A TINY STATE'S BIG CLOUT. The consequences could be profound. Internal business dealings are largely governed by state law, and tiny Delaware dominates the field. More than half of all publicly traded companies are incorporated in the state, making Delaware jurisprudence virtually the national corporate law. Rulings there demanding greater corporate accountability ultimately could do more to improve boardroom behavior than the Sarbanes-Oxley Act or many of the reforms approved by the SEC.

Traditionally, Delaware has given companies a wide berth under the so-called business judgment rule, which holds that courts won't second-guess boards as long as directors act reasonably and in good faith. That has made it hard for governance critics to successfully challenge board decisions. Now, the scope of the rule is being narrowed.

Consider the issue of CEO pay. Judge William B. Chandler III last May refused to dismiss a shareholder lawsuit that challenged Walt Disney Co.'s (DIS) $140 million severance payment to former President Michael Ovitz. "The facts belie any assertion that [Disney directors] exercised any business judgment or made any good faith attempt to fulfill the fiduciary duties they owed to Disney and its shareholders," Chandler wrote.

In another decision in January that put independence under a microscope, Chandler ruled that certain eBay Inc. (EBAY) outside directors weren't disinterested, because they held huge option grants that would not vest unless they were reelected. That effectively undermined their ability to decide whether to pursue shareholder claims that eBay's investment bank, Goldman Sachs & Co. (GS), bribed company insiders with hot stock offerings. Chandler also castigated eBay officials for pocketing the initial public offerings, which could be considered a gratuity that belonged to the company.

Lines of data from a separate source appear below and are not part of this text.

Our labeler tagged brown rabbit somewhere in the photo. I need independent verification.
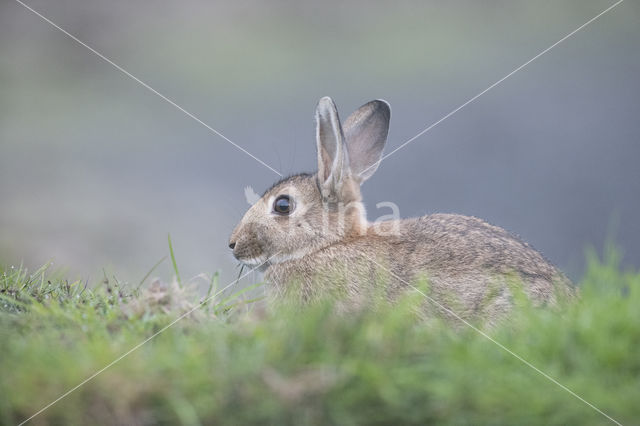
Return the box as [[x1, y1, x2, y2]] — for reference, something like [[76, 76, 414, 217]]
[[229, 97, 573, 323]]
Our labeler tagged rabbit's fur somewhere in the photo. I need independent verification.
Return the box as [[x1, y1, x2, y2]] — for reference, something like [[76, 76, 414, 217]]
[[229, 97, 573, 322]]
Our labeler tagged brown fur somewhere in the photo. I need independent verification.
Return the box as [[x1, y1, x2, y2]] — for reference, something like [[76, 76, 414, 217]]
[[230, 98, 573, 323]]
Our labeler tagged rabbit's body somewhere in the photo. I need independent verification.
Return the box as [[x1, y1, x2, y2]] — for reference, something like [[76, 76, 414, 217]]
[[230, 98, 572, 322]]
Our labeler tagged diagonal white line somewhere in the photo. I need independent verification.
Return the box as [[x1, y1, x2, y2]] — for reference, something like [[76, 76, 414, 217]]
[[18, 253, 279, 426], [362, 0, 624, 173], [15, 0, 282, 177], [366, 256, 622, 426]]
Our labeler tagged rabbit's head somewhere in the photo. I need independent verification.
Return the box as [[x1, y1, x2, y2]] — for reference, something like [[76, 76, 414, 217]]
[[229, 97, 391, 265]]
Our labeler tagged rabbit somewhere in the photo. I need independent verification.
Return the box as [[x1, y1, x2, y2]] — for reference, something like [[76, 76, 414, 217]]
[[229, 97, 573, 323]]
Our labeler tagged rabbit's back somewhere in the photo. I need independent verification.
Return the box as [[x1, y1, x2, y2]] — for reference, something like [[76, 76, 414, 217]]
[[267, 214, 572, 322]]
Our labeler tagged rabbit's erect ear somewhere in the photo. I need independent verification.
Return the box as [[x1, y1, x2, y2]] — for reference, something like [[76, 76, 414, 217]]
[[344, 99, 391, 183], [316, 97, 349, 200]]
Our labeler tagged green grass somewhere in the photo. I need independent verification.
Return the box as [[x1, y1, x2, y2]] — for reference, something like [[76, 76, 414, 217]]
[[0, 246, 640, 425]]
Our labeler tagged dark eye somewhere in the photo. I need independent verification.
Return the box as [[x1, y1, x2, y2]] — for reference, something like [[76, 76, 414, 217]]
[[273, 195, 293, 214]]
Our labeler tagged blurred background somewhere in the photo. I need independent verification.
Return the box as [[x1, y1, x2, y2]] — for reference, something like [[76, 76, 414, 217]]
[[0, 0, 640, 283]]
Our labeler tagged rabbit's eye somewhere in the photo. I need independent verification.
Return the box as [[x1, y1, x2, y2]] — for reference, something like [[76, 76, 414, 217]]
[[273, 195, 293, 214]]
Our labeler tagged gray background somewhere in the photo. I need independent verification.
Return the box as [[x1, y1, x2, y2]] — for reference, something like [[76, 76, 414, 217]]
[[0, 0, 640, 288]]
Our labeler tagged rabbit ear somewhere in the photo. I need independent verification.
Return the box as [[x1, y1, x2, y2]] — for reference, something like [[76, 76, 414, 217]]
[[344, 99, 391, 183], [316, 97, 349, 201]]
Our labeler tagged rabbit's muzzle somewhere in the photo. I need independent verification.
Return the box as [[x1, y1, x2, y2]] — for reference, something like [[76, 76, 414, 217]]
[[229, 224, 265, 265]]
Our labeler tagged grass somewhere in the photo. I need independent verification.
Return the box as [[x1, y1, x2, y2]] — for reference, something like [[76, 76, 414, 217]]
[[0, 249, 640, 425]]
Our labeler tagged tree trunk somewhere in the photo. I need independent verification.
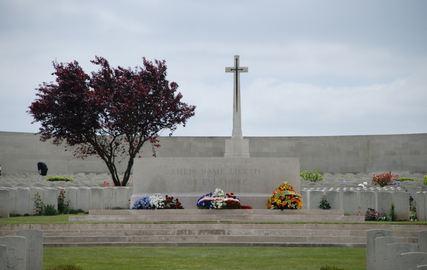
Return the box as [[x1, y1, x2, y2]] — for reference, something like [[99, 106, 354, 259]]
[[121, 156, 135, 186]]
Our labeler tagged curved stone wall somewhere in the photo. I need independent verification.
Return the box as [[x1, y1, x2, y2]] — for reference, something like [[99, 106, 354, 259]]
[[0, 132, 427, 174]]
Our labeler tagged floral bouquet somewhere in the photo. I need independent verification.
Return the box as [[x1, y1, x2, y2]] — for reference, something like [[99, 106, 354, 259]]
[[197, 188, 242, 209], [131, 194, 183, 209], [267, 182, 302, 210]]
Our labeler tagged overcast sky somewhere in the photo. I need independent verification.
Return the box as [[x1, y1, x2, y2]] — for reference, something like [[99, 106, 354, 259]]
[[0, 0, 427, 136]]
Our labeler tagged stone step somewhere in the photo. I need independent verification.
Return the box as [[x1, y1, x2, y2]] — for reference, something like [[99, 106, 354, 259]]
[[0, 222, 426, 233], [44, 235, 366, 244], [69, 214, 364, 222], [69, 209, 364, 223], [44, 229, 374, 237], [0, 223, 425, 246]]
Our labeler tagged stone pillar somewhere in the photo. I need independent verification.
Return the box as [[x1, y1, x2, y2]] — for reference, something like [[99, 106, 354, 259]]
[[16, 230, 43, 270]]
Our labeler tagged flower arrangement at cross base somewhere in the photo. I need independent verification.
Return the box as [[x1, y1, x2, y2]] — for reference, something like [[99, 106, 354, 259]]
[[197, 188, 247, 209], [131, 194, 183, 209], [267, 182, 302, 210]]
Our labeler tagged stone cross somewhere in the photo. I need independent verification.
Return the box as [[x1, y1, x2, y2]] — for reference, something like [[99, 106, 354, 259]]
[[225, 55, 248, 138]]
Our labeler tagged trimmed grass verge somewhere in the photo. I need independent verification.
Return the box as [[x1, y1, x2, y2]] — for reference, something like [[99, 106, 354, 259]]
[[44, 246, 365, 270], [0, 215, 427, 225]]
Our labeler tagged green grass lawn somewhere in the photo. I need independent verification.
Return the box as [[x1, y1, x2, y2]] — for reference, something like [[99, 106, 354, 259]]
[[0, 215, 427, 225], [44, 246, 365, 270]]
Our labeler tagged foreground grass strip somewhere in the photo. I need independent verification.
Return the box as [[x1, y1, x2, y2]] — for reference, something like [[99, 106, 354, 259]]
[[0, 215, 70, 225], [0, 215, 427, 225], [44, 247, 365, 270]]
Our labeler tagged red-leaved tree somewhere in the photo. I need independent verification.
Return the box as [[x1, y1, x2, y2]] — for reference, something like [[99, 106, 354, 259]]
[[29, 57, 195, 186]]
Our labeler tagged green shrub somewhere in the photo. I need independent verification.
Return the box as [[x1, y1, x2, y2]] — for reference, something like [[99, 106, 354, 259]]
[[68, 208, 86, 215], [409, 196, 418, 221], [33, 192, 44, 216], [389, 204, 396, 221], [46, 175, 73, 182], [300, 170, 323, 182], [319, 197, 331, 210], [397, 177, 418, 182], [320, 265, 344, 270], [365, 208, 389, 221], [49, 264, 83, 270], [58, 189, 71, 214], [372, 172, 399, 187]]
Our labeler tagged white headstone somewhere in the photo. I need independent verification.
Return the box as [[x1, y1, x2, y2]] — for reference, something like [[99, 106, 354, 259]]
[[43, 187, 59, 209], [0, 236, 27, 270], [392, 191, 409, 220], [360, 190, 376, 214], [0, 245, 7, 270], [64, 187, 78, 209], [374, 236, 397, 270], [386, 243, 417, 270], [415, 191, 427, 221], [113, 187, 131, 209], [366, 230, 391, 270], [375, 191, 394, 214], [0, 189, 10, 218], [16, 230, 43, 270], [326, 190, 343, 209], [90, 187, 104, 209], [16, 187, 33, 215], [343, 190, 361, 215], [310, 190, 325, 209], [418, 231, 427, 252], [77, 187, 91, 211], [399, 252, 427, 270]]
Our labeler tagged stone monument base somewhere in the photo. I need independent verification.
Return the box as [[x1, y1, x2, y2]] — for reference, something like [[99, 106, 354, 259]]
[[131, 157, 300, 209], [224, 137, 249, 158]]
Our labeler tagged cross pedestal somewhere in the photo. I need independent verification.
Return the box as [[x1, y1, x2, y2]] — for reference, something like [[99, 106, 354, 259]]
[[224, 55, 249, 157]]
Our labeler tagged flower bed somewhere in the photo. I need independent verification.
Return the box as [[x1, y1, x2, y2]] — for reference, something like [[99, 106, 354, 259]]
[[131, 194, 183, 209], [267, 182, 302, 210], [197, 188, 244, 209]]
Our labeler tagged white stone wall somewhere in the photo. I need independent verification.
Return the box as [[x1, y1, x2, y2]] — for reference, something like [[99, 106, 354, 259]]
[[0, 132, 427, 174], [366, 230, 427, 270], [0, 187, 427, 220]]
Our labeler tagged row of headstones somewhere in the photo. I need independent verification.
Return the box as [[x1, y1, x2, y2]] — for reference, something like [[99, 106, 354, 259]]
[[0, 230, 43, 270], [301, 188, 409, 220], [366, 230, 427, 270], [0, 187, 132, 217]]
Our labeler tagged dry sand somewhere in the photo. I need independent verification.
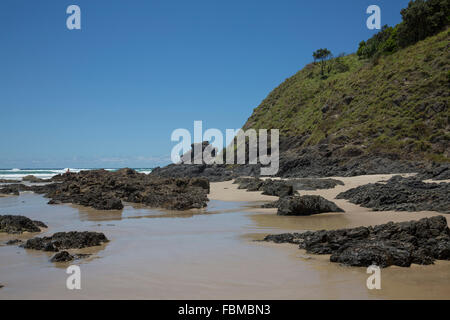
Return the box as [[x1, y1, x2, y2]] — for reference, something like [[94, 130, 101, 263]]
[[209, 174, 450, 230]]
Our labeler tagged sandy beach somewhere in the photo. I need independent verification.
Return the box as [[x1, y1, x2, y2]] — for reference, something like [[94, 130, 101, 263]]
[[0, 175, 450, 299]]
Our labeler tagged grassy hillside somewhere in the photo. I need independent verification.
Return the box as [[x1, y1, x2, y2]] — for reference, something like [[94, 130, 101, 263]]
[[244, 29, 450, 162]]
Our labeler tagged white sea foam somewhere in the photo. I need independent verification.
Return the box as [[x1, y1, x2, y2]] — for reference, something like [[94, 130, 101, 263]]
[[0, 168, 152, 180]]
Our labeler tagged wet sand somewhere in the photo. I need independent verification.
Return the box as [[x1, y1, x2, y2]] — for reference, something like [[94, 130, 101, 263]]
[[0, 175, 450, 299]]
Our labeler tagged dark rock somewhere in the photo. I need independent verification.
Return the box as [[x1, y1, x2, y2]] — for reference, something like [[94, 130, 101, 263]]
[[23, 231, 109, 252], [0, 179, 20, 183], [50, 251, 90, 262], [151, 135, 426, 182], [50, 251, 74, 262], [0, 215, 47, 233], [277, 196, 344, 216], [22, 175, 51, 183], [30, 168, 209, 210], [264, 216, 450, 267], [6, 239, 23, 246], [336, 176, 450, 213], [233, 178, 344, 197], [258, 179, 294, 197], [417, 163, 450, 180]]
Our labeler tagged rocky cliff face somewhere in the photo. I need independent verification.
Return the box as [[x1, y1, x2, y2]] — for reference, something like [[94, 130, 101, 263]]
[[244, 30, 450, 176]]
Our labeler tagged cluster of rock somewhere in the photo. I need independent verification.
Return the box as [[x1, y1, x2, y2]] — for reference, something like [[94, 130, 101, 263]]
[[50, 251, 90, 262], [0, 215, 47, 234], [0, 168, 209, 210], [337, 176, 450, 213], [264, 216, 450, 267], [22, 175, 52, 183], [417, 163, 450, 180], [152, 136, 434, 182], [0, 179, 20, 183], [234, 177, 344, 197], [0, 183, 31, 196], [22, 231, 109, 252], [234, 177, 344, 216], [263, 195, 344, 216]]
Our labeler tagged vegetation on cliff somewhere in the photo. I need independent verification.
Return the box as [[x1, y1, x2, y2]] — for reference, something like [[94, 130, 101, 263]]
[[244, 21, 450, 162]]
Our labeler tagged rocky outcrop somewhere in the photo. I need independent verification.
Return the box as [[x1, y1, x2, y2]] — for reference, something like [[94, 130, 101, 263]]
[[417, 163, 450, 180], [234, 177, 344, 192], [22, 175, 51, 183], [50, 251, 90, 262], [29, 169, 209, 210], [0, 179, 20, 183], [0, 215, 47, 233], [264, 216, 450, 267], [272, 196, 344, 216], [23, 231, 109, 252], [337, 176, 450, 213], [151, 136, 427, 182]]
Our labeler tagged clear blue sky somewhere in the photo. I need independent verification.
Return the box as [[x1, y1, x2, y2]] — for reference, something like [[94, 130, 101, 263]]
[[0, 0, 408, 168]]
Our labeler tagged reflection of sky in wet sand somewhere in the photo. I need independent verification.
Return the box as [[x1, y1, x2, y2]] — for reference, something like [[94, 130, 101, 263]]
[[0, 193, 450, 299]]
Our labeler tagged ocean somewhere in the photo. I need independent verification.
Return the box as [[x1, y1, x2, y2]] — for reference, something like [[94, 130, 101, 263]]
[[0, 168, 152, 180]]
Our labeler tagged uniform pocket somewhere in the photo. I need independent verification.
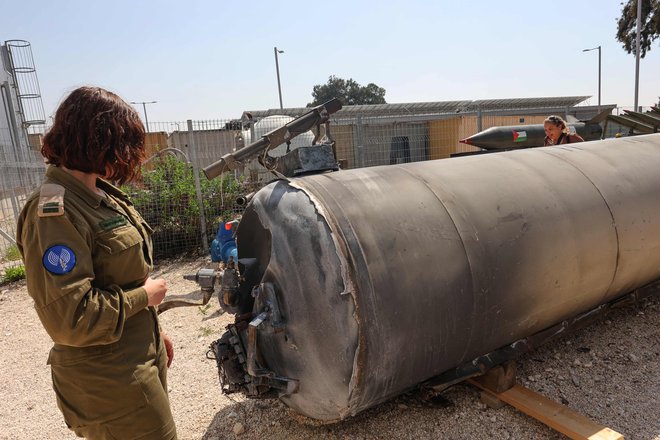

"GIMLET-EYED SKEPTICISM". Why are Delaware judges putting boards in the hot seat? In part, they're simply reacting to the corporate crime wave. Judges insist they're not reinterpreting the law but reacting to new trends, such as the astronomical sums now lavished on CEOs. "There will continue to be gimlet-eyed skepticism by stockholders of compensation unless boards demonstrate that they're taking a businesslike approach," says Strine in an interview with BusinessWeek. "And if [stockholders] can show that there is no rational business reason for the level of pay, under traditional standards they have a claim."

So far, the shift in rulings from the bench hasn't deterred companies from flocking to Delaware. While other states have attempted to lure corporations with special business courts, they still lack the vast body of legal precedent that exists in Delaware. In 2003, 68% of the 73 companies that went public incorporated there, say state officials.

And surely, clubby Delaware -- where lawyers and judges regularly cross paths lunching at Libby's, a Wilmington greasy spoon -- is no hotbed of reform. The state's dependence on the corporate law industry is likely to deter radical moves. Franchise taxes and fees generate about a third of state revenues. But there's no mistaking the signals. "The court is sending a message that it wants boards to be more engaged," says former judge William T. Allen, director of New York University's Center for Law & Business. That's good news for shareholders in all 50 states. By Amy Borrus in Wilmington, Del.